Did you read about the huskies that were found at a remote camp in Quebec, malnourished, tied to trees. The article said that homes have already been found for seven of these lovely dogs. They didn't say how many had to be put down. Now... bella, I hope the person that did this rots in hell.
Tick
I don't mind you buttin in, dwashbur. Why would it be a threat? It was my own personal preference that she and I not pursue the forgiveness issue for my own personal reasons. The post you are referring to, where W outlined, yes those very good reasons, was in answer to Bella's post not mine.
As a matter of fact, how would anyone, me in particular as a long time member here, carry out what you are calling a threat? That is a bit much isn't it ? I am not, as you say, taking an issue with anything.
Tick
Tick, I haven't read about the huskies yet. But I can tell you about a similar story from New Brunswick. Some friends and I were camping in a pretty remote area of NB and one night we could hear this bone chilling howling. I mean it scared the crap out of us. The next morning we strapped on the snow shoes and went for a little walk. We came upon this farm with hundreds of huskies in a 1/4 acre penned area. We stopped and chatted to the man, he told us that he uses them for the dog sled races etc. He was feeding them, brushing them, they looked pretty well taken care of. Well a few months had passed and we didn't think much more of it.
The SPCA that I was at- at that time was going in for a 50 dog seizure. Turns out this man had all his best dogs up front, but the poor sick or pregnant ones were kept in a barn. The dogs were emaciated. They all had to be put down because they were feral. Some were young pups less than a year old who didn't make the cut, some were at our guess, around 9 or 10 years of age, with open wounds, maggots, blind, you name it. It was a very sad day. I look at dog sled runners in a new light now.
Okay hijacking over :)
Well, since I'm not a Christian, I can say that I don't forgive her, and I never will. A beautiful child is gone because of her, and many people not only grieved for that child, but searched for her, prayed that she'd be brought home safely, when Casey knew that she was dead the entire time they were searching.
She lied through her teeth to anyone that would listen, and she got away with murder. That's my opinion, and my firm belief. I don't care that the jury found her not guilty, even they think she did it, and many of them have come forward to say that.
She's not worthy of forgiveness, not from me, and she'll never get it from me. What others do is up to them.
My only hope is that her time on this earth is as difficult as it can be, so that she does have to pay for what she did in some way. I don't wish death on her, I don't hope that someone beats her up, I just want her life to be difficult. She took away a bright shining star from this earth. Her punishment should be fitting.

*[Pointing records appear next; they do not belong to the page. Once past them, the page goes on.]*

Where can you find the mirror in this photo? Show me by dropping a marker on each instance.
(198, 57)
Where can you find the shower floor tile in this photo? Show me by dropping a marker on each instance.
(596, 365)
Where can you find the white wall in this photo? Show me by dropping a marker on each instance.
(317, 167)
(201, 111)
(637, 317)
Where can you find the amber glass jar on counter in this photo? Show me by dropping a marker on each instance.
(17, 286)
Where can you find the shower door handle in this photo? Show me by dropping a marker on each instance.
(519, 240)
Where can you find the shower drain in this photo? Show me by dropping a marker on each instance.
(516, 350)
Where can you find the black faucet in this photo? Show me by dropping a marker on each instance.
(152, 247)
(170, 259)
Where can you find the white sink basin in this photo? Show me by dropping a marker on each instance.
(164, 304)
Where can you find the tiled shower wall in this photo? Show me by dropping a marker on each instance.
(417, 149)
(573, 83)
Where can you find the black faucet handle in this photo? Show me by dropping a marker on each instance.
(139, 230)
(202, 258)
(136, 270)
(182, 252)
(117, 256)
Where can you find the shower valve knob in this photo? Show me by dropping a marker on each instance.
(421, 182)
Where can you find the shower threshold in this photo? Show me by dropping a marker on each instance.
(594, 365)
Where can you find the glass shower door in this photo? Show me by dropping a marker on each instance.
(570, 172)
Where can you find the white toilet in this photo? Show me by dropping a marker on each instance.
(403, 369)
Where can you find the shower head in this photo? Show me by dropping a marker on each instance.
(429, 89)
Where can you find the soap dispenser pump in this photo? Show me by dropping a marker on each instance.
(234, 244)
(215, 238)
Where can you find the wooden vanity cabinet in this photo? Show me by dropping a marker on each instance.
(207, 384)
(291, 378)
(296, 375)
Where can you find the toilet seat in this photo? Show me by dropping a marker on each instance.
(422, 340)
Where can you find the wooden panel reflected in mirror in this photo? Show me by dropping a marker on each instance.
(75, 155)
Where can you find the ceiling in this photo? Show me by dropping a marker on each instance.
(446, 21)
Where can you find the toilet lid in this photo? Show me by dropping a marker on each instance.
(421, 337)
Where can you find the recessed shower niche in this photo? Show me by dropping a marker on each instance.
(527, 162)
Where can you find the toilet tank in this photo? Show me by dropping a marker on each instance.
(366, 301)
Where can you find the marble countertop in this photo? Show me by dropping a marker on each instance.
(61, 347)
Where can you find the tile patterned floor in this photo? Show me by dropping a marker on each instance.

I doubt very much that God will have to deal with her. She'll never see the pearly gates of heaven. The devil will deal with her. She's going straight to hell, where she belongs, when the time comes.
I'm on the same emotional wavelength as Altenweg, but I understand what WG is trying to say. Her (WG) point is not just "Christian", it is universal.
Hatred and anger is a bitter fruit that spoils the tree from which it came. "Forgiveness" is the remedy. Forgiveness is about the forgiv-er, not the person being forgiven.
Certainly, in no conceivable way, does it condone an action or imply what was done is OK.
When Jesus forgave the sinner, he didn't say the action was condoned. He said, "Go, and sin no more".
Forgiveness is one of the most difficult things we will ever do. But it's far better than hatred which keeps us in the evil circle of the Casey Anthonys of this world.
The way it's phrased sounds like there's an "or else" attached to it. I too was wondering how such a threat might be carried out :) but it does in fact sound ominous the way you phrased it. Consider:
Now picture, say, Wyatt Earp looking at one of the Clantons, and saying "I wouldn't do that if I were you." That's how the phrasing comes across, at least to me.Quote:
Wondergirl, I wouldn't take this any further if I were you. Thanks.